MONTREAL -- Coach Mike Sullivan figured he had harped on the point until he was blue in the face. It was looking like the next step was going to be to tattoo the message in big letters on his forehead. For most of their first nine games, the Bruins came out sluggishly, allowing the opponent to dictate the pace and usually to score the first goal.
The first-year coach hopes his players' performance last night in game No. 10 proves once and for all that they have gotten the message and are cured of their opening-period malaise. A strong start led to a satisfying finish as the Bruins frustrated the Montreal Canadiens, 2-0, behind the 23-save effort of goalie Felix Potvin, who earned his first shutout in a Boston uniform and 29th of his career.
Eighteen-year-old rookie Patrice Bergeron, playing his first NHL game in his native province, scored the winning goal (No. 3 of his young career) and left wing Mike Knuble added the insurance tally to give Boston its sixth victory in seven games.
"I really liked the start," said Sullivan. "It's something we talk about. We've given up the first goal in a fair amount of games so far [seven out of 10] and that's an area where we have to get better.

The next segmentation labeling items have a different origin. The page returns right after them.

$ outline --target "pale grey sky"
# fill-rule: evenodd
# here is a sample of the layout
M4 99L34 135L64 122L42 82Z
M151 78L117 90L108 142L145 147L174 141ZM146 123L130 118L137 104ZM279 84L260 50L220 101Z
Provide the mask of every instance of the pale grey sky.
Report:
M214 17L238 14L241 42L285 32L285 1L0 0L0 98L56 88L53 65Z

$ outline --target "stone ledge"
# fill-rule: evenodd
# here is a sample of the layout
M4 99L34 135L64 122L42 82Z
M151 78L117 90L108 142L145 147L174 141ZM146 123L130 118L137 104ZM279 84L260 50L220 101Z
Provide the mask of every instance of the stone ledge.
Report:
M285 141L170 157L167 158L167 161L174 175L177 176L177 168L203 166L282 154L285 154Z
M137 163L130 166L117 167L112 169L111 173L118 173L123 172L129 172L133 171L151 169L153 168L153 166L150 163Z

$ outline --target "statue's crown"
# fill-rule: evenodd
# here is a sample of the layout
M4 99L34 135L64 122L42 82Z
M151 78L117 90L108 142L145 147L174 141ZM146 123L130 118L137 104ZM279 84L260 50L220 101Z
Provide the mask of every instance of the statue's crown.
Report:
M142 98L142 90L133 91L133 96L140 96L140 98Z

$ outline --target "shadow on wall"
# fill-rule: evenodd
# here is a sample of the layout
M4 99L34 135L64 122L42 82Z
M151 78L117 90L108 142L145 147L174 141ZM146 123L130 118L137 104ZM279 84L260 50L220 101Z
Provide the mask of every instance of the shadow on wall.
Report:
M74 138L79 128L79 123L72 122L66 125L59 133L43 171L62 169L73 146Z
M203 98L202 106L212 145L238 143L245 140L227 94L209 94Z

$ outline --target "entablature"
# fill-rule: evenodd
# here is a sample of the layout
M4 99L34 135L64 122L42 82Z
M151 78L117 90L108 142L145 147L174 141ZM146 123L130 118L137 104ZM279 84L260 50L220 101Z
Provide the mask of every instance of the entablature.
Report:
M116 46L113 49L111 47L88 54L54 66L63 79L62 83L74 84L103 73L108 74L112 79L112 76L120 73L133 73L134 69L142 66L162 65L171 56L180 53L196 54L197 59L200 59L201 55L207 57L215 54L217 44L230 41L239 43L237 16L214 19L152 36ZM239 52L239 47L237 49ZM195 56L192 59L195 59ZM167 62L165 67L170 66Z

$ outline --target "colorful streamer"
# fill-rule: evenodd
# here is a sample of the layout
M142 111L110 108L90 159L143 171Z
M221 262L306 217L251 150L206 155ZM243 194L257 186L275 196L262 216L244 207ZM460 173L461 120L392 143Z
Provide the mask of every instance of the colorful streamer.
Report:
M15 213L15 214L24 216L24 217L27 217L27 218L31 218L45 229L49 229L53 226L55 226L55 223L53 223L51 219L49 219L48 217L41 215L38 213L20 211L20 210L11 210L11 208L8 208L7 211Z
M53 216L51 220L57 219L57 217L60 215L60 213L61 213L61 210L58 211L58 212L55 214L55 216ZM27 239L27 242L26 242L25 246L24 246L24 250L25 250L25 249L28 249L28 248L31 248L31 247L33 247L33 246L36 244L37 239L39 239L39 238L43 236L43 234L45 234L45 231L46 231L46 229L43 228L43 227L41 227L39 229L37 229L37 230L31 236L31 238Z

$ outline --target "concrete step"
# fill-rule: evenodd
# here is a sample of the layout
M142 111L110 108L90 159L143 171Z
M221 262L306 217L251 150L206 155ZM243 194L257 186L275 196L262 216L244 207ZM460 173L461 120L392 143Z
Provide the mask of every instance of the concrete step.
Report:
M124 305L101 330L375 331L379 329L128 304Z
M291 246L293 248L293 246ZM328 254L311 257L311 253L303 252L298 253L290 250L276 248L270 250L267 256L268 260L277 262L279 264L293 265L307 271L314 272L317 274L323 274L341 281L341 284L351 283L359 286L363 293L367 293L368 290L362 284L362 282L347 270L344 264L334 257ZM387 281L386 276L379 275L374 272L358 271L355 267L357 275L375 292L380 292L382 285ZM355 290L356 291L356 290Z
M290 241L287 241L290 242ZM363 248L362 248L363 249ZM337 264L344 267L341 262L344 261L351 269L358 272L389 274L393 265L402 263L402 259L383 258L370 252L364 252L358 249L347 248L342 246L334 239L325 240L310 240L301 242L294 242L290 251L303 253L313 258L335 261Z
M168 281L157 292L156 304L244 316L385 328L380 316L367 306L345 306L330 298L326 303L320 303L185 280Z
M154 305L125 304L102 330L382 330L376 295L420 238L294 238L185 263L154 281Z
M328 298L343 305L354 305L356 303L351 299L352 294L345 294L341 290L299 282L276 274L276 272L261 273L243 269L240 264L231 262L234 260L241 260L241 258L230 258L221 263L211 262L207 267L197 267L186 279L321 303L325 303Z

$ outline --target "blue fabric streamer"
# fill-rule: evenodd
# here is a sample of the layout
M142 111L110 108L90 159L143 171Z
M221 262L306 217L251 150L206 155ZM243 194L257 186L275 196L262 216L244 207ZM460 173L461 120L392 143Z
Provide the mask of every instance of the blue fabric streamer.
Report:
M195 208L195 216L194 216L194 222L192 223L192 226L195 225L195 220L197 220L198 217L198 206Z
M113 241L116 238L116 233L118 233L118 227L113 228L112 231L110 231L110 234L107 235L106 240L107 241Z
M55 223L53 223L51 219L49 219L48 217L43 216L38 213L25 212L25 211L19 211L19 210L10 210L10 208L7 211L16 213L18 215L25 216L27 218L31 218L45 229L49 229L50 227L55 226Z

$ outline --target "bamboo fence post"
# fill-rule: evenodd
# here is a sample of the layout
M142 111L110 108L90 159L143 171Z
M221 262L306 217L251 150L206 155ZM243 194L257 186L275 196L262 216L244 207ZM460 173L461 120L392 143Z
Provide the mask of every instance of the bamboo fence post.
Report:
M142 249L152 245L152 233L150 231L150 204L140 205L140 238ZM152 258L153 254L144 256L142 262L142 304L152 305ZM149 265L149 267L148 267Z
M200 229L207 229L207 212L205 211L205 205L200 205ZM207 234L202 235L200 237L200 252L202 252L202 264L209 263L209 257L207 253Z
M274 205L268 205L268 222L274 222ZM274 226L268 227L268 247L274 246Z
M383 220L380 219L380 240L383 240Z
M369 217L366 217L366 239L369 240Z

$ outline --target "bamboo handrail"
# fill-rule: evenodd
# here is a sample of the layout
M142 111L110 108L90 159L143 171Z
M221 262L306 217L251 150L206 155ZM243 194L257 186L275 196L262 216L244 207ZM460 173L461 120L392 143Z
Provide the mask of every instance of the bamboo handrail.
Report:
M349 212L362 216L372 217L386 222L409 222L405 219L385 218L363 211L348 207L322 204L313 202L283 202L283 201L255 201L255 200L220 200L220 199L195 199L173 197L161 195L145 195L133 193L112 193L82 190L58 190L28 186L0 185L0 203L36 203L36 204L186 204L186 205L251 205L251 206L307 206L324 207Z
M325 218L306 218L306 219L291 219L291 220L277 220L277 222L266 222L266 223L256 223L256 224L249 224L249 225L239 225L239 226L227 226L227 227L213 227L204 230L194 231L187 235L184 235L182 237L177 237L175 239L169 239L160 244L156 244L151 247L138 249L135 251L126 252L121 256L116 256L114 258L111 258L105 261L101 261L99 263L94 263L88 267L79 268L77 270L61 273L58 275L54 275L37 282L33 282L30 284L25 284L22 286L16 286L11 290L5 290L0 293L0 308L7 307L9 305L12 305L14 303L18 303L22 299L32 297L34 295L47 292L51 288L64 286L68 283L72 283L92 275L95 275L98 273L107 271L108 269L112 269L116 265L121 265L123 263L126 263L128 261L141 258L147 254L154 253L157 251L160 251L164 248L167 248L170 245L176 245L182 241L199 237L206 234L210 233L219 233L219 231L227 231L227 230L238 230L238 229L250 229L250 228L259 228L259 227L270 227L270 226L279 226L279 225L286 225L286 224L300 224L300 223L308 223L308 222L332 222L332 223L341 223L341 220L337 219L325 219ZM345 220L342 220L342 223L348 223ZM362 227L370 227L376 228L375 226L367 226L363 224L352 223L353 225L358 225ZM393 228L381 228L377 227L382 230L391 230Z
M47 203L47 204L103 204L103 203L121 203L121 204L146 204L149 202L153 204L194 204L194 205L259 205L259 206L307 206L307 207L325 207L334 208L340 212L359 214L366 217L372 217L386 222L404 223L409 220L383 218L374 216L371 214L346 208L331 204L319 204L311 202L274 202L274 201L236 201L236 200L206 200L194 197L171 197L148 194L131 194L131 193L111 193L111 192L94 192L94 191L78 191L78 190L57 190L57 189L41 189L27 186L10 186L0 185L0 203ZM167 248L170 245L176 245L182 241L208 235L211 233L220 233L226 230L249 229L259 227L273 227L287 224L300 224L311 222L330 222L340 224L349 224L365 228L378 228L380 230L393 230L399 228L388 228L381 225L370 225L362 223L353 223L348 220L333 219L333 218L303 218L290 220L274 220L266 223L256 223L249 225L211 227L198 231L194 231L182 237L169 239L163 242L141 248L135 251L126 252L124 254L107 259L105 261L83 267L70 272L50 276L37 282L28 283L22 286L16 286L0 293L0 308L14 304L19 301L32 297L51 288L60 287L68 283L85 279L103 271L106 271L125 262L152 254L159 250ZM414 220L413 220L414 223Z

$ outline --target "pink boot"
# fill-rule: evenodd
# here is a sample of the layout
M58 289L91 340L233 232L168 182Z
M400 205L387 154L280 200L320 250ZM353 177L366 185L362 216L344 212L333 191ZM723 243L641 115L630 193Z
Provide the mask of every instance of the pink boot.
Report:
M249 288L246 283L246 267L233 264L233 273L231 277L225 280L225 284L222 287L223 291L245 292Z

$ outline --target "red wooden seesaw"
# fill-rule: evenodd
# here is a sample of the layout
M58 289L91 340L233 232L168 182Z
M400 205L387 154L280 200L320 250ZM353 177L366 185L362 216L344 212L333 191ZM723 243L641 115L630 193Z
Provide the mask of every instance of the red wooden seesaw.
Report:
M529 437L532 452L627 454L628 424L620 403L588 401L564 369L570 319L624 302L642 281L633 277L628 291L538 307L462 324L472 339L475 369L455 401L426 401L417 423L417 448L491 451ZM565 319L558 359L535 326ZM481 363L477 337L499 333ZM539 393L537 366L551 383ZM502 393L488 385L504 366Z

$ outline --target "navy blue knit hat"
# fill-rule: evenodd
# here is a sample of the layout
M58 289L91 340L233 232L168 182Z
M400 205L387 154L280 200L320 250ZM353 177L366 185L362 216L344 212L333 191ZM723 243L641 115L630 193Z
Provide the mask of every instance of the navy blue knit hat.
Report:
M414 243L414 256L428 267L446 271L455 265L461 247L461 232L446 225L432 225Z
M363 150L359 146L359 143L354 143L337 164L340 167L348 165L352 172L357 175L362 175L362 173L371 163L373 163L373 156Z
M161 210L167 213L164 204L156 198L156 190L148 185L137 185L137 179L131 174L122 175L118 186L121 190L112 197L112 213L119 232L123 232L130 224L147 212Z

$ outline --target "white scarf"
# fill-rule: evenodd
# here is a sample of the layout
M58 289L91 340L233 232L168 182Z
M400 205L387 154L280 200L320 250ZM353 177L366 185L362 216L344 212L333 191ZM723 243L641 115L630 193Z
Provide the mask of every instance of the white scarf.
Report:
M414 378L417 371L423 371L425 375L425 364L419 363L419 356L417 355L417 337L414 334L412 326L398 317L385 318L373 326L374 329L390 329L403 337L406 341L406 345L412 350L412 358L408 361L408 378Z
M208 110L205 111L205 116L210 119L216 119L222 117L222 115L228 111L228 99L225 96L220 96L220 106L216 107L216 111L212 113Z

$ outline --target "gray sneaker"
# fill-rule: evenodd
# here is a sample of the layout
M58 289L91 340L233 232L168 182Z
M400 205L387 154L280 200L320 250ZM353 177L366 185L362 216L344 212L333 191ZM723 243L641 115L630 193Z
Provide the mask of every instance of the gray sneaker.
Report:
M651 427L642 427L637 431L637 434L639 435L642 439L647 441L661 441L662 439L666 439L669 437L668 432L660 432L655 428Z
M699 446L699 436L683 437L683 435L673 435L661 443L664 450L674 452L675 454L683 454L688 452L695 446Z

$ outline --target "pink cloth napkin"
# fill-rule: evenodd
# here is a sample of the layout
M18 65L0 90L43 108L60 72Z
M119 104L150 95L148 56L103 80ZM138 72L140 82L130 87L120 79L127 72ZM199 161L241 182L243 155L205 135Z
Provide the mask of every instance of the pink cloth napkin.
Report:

We talked about it the last couple of days, having better starts and making sure we control the momentum right off the bat. I thought we did a pretty good job tonight."
Captain Joe Thornton said it was a relief to come out of the gate strong and stay that way.
"Lately we've been letting the other team get that first goal," said Thornton. "That was one thing we addressed before the game. We knew they were coming off back-to-back games and they were going to be a little tired. They were a little tired. That first goal seemed to put them in a hole. They kept on fighting all night but couldn't get it past Felix."
It all stemmed from the play in the neutral zone. When the Canadiens have been successful, they've scored first and then switched to the trap to smother the opponent. Last night, the Bruins turned the tables on their Northeast Division rival. The Habs had just three shots in the opening 20 minutes to 10 for Boston.
"I've said on more than one occasion, it's really a critical area of the ice for our team," said Sullivan. "When we make good decisions through the neutral zone with the puck, it allows us to get our skating legs and to get the puck into the area of the ice where our team is good. We've got some big forwards who are really tough to contain when we get the puck in the right areas of the ice."
Bergeron's strike came during a power play at 10:27 of the first period. With right wing Richard Zednik off for high sticking, Bergeron, working a give-and-go with left wing Sergei Samsonov, got the puck back from Samsonov in the slot and beat goalie Mathieu Garon at 10:27.
"It's a big thrill," said Bergeron, who had about 30 family members and friends in attendance. "I'm real happy about that. It was a big win and a big 2 points for us. It was a big game for me and I'm excited about it."
Bergeron said he felt he got a little fortunate on his goal.
"I just exchanged the puck with Sergei Samsonov and he made an unbelievable pass," he said. "At first I shot it but it deflected somewhere and I tipped it in with my stick in the air. It was a little bit lucky but I'll take it."
The Bruins sealed it at 10:09 of the second when Knuble potted his fifth of the year, taking a centering pass and beating Garon from the right circle.
Potvin said he received the kind of support he'd been expecting, this time right from the outset.
"This was much better," he said. "You can't always start behind the 8-ball. We came out strong tonight. This is close to our best game of the year. We played from start to finish."
Though Potvin wasn't tested all that often, the scoring chances he faced were quality ones.
"It was kind of weird," he said. "They kind of came in flurries. They've got some dangerous shooters, where you've got to stay on your game, but I thought overall we played really well, very strong."